Sorumlu kullanım prensipleri nedir? Şimdi, bakın, burada da farklılaşıyor, uluslararası örgütten örgüte bile farklılaşabiliyor bu ilkeler ve prensipler. Örneğin, biz burada şeffaflığı görmeyiz. 6 tane ilke belirlemiş durumda. Mesela, OECD yapay zekâ ilkelerinde 10 kadar ilke var çünkü daha sivil bir fora ama burası askerî bir fora olduğu için 6 tane ilkesi var. Bunlar neler?
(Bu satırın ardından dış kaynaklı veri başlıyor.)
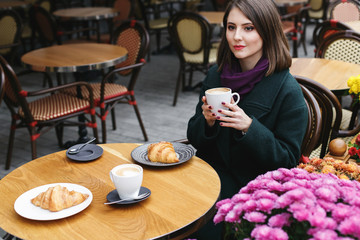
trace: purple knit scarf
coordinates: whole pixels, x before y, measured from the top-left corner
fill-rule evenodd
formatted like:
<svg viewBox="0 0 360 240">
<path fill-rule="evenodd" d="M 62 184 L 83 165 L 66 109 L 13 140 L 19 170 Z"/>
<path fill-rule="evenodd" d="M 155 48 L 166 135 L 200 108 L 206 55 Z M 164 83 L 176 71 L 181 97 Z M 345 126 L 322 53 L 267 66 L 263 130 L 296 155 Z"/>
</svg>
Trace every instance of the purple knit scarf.
<svg viewBox="0 0 360 240">
<path fill-rule="evenodd" d="M 269 60 L 264 56 L 256 63 L 255 67 L 249 71 L 242 72 L 239 62 L 234 61 L 231 64 L 225 64 L 221 73 L 221 84 L 224 87 L 231 88 L 233 92 L 244 95 L 250 92 L 255 84 L 261 81 L 269 67 Z"/>
</svg>

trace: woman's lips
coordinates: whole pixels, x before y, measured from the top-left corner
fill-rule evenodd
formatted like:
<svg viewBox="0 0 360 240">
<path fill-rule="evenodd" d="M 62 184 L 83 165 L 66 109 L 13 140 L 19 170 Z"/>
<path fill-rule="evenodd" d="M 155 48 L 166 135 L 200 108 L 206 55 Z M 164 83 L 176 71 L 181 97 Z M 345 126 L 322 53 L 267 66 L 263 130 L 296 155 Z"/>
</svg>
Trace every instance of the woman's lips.
<svg viewBox="0 0 360 240">
<path fill-rule="evenodd" d="M 243 46 L 243 45 L 235 45 L 234 46 L 234 49 L 235 50 L 241 50 L 241 49 L 243 49 L 245 46 Z"/>
</svg>

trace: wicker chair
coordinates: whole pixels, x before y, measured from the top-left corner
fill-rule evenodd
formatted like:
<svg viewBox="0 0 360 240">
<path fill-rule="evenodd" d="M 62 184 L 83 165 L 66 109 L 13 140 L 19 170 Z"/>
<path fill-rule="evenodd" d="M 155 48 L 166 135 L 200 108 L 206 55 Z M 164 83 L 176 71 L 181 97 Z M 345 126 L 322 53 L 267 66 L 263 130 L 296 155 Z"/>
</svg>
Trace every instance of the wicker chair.
<svg viewBox="0 0 360 240">
<path fill-rule="evenodd" d="M 359 52 L 360 34 L 345 30 L 325 38 L 317 49 L 315 57 L 360 64 Z"/>
<path fill-rule="evenodd" d="M 329 5 L 328 19 L 342 22 L 360 20 L 360 3 L 357 0 L 336 0 Z"/>
<path fill-rule="evenodd" d="M 156 37 L 156 52 L 161 50 L 161 33 L 166 32 L 167 23 L 169 20 L 168 15 L 171 10 L 169 3 L 152 4 L 151 0 L 136 0 L 138 6 L 137 18 L 144 21 L 144 25 L 149 35 L 155 34 Z M 166 16 L 164 16 L 166 14 Z M 148 61 L 150 61 L 151 49 L 149 46 Z"/>
<path fill-rule="evenodd" d="M 337 20 L 325 20 L 322 23 L 319 23 L 313 32 L 313 43 L 315 45 L 315 52 L 316 49 L 319 47 L 320 43 L 328 36 L 333 33 L 337 33 L 343 30 L 350 30 L 346 24 L 339 22 Z"/>
<path fill-rule="evenodd" d="M 309 20 L 314 20 L 316 23 L 326 20 L 329 0 L 309 0 L 308 5 L 310 6 L 308 11 Z"/>
<path fill-rule="evenodd" d="M 115 66 L 102 80 L 101 83 L 92 83 L 94 100 L 100 112 L 97 115 L 101 118 L 103 143 L 106 143 L 106 117 L 111 111 L 113 129 L 116 129 L 114 107 L 117 103 L 126 103 L 134 107 L 145 141 L 148 140 L 144 124 L 135 99 L 134 88 L 139 76 L 141 67 L 145 64 L 145 56 L 149 46 L 149 34 L 139 22 L 132 20 L 122 23 L 115 31 L 112 44 L 125 47 L 128 50 L 126 61 Z M 117 84 L 114 78 L 130 76 L 127 86 Z M 124 79 L 126 80 L 126 79 Z M 72 96 L 76 95 L 76 89 L 70 88 L 66 92 Z M 87 96 L 84 94 L 84 97 Z"/>
<path fill-rule="evenodd" d="M 306 77 L 295 76 L 299 84 L 309 89 L 316 97 L 322 113 L 322 128 L 320 134 L 320 145 L 310 157 L 324 157 L 328 151 L 328 144 L 332 139 L 343 138 L 349 142 L 359 131 L 360 122 L 351 130 L 341 130 L 343 118 L 342 106 L 336 95 L 322 84 Z"/>
<path fill-rule="evenodd" d="M 309 157 L 311 152 L 319 146 L 322 130 L 322 115 L 320 104 L 315 96 L 301 83 L 300 87 L 308 109 L 308 125 L 301 144 L 301 154 Z"/>
<path fill-rule="evenodd" d="M 0 11 L 0 54 L 6 56 L 11 63 L 14 62 L 21 43 L 21 21 L 20 16 L 13 10 Z"/>
<path fill-rule="evenodd" d="M 216 62 L 217 48 L 211 45 L 212 30 L 209 22 L 195 12 L 178 12 L 168 23 L 169 34 L 180 60 L 173 106 L 176 105 L 180 84 L 185 88 L 185 73 L 189 72 L 188 88 L 192 87 L 194 71 L 207 73 Z"/>
<path fill-rule="evenodd" d="M 98 138 L 95 106 L 91 87 L 85 82 L 74 82 L 54 88 L 27 92 L 22 89 L 20 81 L 7 61 L 0 56 L 0 65 L 5 74 L 6 103 L 11 115 L 11 128 L 9 135 L 8 153 L 5 169 L 9 169 L 15 130 L 26 128 L 30 134 L 32 159 L 37 157 L 36 140 L 51 128 L 56 129 L 59 147 L 63 146 L 62 134 L 64 126 L 86 125 L 93 129 L 94 137 Z M 65 88 L 84 86 L 90 100 L 66 95 L 60 92 Z M 35 97 L 35 98 L 31 98 Z M 35 99 L 29 101 L 30 99 Z M 85 122 L 74 121 L 79 115 L 86 115 Z"/>
</svg>

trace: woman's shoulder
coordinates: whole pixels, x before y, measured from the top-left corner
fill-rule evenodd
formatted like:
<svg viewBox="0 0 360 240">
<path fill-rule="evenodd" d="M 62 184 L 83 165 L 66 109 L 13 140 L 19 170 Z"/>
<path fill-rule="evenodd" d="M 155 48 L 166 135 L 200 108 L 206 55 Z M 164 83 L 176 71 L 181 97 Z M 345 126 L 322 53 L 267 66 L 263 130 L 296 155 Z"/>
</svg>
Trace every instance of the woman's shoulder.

Hukuka uygunluk, sorumluluk, hesap verebilirlik, açıklanabilirlik, izlenebilirlik, yönetilebilirlik, güvenilirlik, yanlılık azaltma. Burada şeffaflık yok, tabii ki olmaz çünkü burası askerî uygulamalar ama burada 2 tane alt çalışma grubu kurdular. Bu arada, bu bilgileri nereden biliyorum? Ben "odak noktası" sıfatıyla şu an temsil yürütüyorum NATO'da, "DARB" içerisinde. 2 tane alt çalışma grubu var; bir tanesi standartlar, değerlendirmeler ve araç kitleri; diğeri bilgi paylaşımı alt grubu. Bu bilgi paylaşımı alt grubu çok fazla bir şey yapmıyor, daha çok üretken yapay zekânın fırsatları ve riskleri üzerinde beyaz bültenler çalışıyor yani daha böyle bilgi amaçlı, teorik içerikte fakat standartlar, değerlendirmeler ve araç kitleri ne yaptı? Sorumlu yapay zekâ değerlendirmesi ve araç kiti ortaya çıkardı, çalıştı. Daha sonra, bu sorumlu yapay zekâ ilkelerine dayalı "Ben bir sertifikasyon standardı ortaya koyacak olursam..." Sorumlu yapay zekâ sertifikasyon standardı çok ciddi bir iş, bir standart çalışması yani savunma amaçlı sistemlerde NATO teşkilatının kullanacağı silahlar, yapay zekâ destekli her türlü şey için bir sertifikasyon standardı çalışması demek bu. Bunun için 12 temel gereksinim belirledi fakat maalesef bu yapay zekâ sertifikasyon standardı çalışması çok "ambitious" başladı yani çok iddialı başladı; "İki yıl içerisinde biz bunu çalışacağız, bitireceğiz." dediler ama tabii ki olmadı çünkü -dediğim gibi- bu ilkeler yani bahsettiğim 6 tane sorumlu kullanım prensipleri -principles of responsible use- çok soyut ilkeler ama askeriye asla soyut ilkelerle çalışmaz, askerlerin çok net kuralları olması gerekiyor bir sertifikasyon standardı olabilmesi için. Şöyle düşünün: 6 milisaniyede bir ateş eden yapay zekâ destekli bir silah var. Bu silahın gözetimini nasıl yapacağız, insan gözetimi nasıl sağlanacak? Çünkü mesela Başkanımızın yaptığı sunumda dedik ki mutlaka insan kontrolünde, "supervision"ında, denetiminde ilerlemesi lazım. Peki, bunun denetimini nasıl yapacağız? Asıl soru bu. O yüzden, bu sertifikasyon standardı çalışmaları şu an ilerliyor ama biraz daha ağır ilerliyor.